Acute infection is often accompanied by physiological and behavioral alterations including changes in body temperature, anhedonia, and anorexia. Reduced feeding is a widely conserved manifestation of sickness behavior that affects host fitness in a context-dependent manner (1–3). While the effects of infection-induced anorexia on tissue function are well documented (2–5), its impact on immune responses remains poorly characterized. Despite enhancing bacterial clearance early during infection (6), starvation can reduce host resistance to subsequent challenges (7), suggesting that nutrient deprivation may limit adaptive immune responses.During an infectious challenge, adaptive lymphocytes quickly exit quiescence and undergo vigorous proliferation, with populations of antigen-specific cells expanding over 20,000-fold numerically (8). To support their heightened metabolic demands, activated lymphocytes greatly increase their glycolytic capacity and the ability to acquire nutrients from the environment (9). Although the connection between cell-intrinsic metabolism and the effector function of lymphocytes has been extensively investigated, the responses of immune cells to changes in the metabolic state of the host, particularly in the context of anorexia of infection, are not fully understood.We hypothesized that animals scale their immune responses according to nutrient availability and that lymphocytes display cell-intrinsic responses to the metabolic state of the host. We report that decreased feeding during infection causes a reduction in lymphocyte numbers that can be restored by provision of glucose.

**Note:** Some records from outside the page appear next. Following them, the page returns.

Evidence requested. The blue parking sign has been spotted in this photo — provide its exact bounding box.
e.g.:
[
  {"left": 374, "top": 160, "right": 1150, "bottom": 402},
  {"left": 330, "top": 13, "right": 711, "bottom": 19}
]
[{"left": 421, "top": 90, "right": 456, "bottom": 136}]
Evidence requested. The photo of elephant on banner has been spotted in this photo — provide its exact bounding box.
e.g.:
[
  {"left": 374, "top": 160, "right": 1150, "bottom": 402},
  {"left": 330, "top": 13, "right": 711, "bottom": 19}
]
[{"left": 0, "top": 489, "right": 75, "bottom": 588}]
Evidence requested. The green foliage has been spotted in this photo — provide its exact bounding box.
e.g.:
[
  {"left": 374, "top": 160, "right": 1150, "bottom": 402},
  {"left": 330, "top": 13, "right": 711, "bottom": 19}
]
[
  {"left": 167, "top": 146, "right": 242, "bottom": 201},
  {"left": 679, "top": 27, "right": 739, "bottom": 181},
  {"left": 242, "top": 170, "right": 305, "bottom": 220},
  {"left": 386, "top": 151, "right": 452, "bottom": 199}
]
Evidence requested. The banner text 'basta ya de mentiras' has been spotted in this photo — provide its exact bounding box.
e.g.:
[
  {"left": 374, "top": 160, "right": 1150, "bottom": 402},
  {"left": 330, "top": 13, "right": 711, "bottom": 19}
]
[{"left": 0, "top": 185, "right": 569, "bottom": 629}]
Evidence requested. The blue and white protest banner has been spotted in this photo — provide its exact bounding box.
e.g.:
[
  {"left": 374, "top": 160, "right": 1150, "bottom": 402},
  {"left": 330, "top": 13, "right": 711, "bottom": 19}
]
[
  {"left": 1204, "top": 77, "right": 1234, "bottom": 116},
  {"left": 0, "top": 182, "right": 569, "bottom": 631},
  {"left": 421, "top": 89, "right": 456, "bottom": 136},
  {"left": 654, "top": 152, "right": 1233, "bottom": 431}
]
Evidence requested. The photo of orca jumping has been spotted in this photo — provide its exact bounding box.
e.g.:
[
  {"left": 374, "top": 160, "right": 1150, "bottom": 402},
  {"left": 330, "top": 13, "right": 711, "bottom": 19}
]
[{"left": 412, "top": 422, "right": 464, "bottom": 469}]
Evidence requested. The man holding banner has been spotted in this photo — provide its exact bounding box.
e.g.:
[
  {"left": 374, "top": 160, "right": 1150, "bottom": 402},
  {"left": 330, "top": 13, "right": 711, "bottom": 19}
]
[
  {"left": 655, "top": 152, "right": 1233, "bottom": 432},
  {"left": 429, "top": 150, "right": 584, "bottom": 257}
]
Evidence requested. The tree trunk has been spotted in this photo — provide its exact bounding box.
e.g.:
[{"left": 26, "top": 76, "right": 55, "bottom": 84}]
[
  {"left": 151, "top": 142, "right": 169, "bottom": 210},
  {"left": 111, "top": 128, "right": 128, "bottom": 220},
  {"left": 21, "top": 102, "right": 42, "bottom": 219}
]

We further show that the nuclear receptor Farnesoid X Receptor (FXR), which regulates hepatic responses to fasting and refeeding (10, 11), is up-regulated upon T cell activation and plays a cell-intrinsic role in mediating starvation-induced loss of lymphocytes and in their fuel utilization. Impairing FXR-dependent T cell contraction in response to diminished nutrient availability resulted in greater weight loss and lower glycemia, indicating that the ability to scale the immune compartment according to food availability may affect organismal energy homeostasis during infection. Our results suggest that induction of FXR expression in activated T cells renders the effector T cell compartment sensitive to changes in host metabolism and that specific fuel utilization programs may support lymphocyte survival under nutrient-limiting conditions.